ALTER DATABASE [PartitioningDB]

    ADD FILE 

    (

    NAME = [PartJan],

    FILENAME = 'C:\Program Files\Microsoft SQL Server\MSSQL11.LENOVO\MSSQL\DATA\PartitioningDB.ndf',

        SIZE = 3072 KB, 

        MAXSIZE = UNLIMITED, 

        FILEGROWTH = 1024 KB

    ) TO FILEGROUP [January]

The same way files to all created filegroups with specifying the logical name of the file and the operating system (physical) file name for each filegroup e.g.:

ALTER DATABASE [PartitioningDB]

    ADD FILE 

    (

    NAME = [PartFeb],

    FILENAME = 'C:\Program Files\Microsoft SQL Server\MSSQL11.LENOVO\MSSQL\DATA\PartitioningDB2.ndf',

        SIZE = 3072 KB, 

        MAXSIZE = UNLIMITED, 

        FILEGROWTH = 1024 KB

    ) TO FILEGROUP [February]

To check files created added to the filegroups run the following query:

SELECT 

name as [FileName],

physical_name as [FilePath] 

FROM sys.database_files

where type_desc = 'ROWS'

GO

Dialog showing name and path for files created added to the filegroups

After creating additional filegroups for storing data we’ll create a partition function. A partition function is a function that maps the rows of a partitioned table into partitions based on the values of a partitioning column. In this example we will create a partitioning function that partitions a table into 12 partitions, one for each month of a year’s worth of values in a datetime column:

CREATE PARTITION FUNCTION [PartitioningByMonth] (datetime)

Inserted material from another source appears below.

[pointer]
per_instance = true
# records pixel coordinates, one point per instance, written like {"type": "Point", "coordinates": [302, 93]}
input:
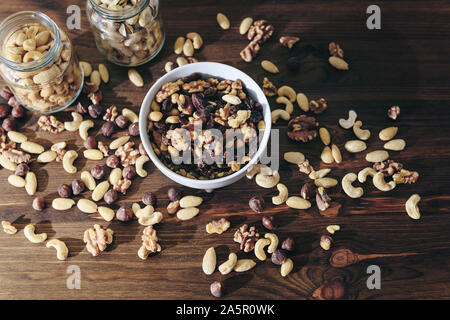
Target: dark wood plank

AS RANGE RIGHT FOR VALUES ('20140201', '20140301', '20140401',

               '20140501', '20140601', '20140701', '20140801', 

               '20140901', '20141001', '20141101', '20141201');

To map the partitions of a partitioned table to filegroups and determine the number and domain of the partitions of a partitioned table we will create a partition scheme:

CREATE PARTITION SCHEME PartitionBymonth

AS PARTITION PartitioningBymonth

TO (January, February, March, 

    April, May, June, July, 

    Avgust, September, October, 

    November, December);

Now we’re going to create the table using the PartitionBymonth partition scheme, and fill it with the test data:

CREATE TABLE Reports

(ReportDate datetime PRIMARY KEY,

MonthlyReport varchar(max))

ON PartitionBymonth (ReportDate);

GO

INSERT INTO Reports (ReportDate,MonthlyReport)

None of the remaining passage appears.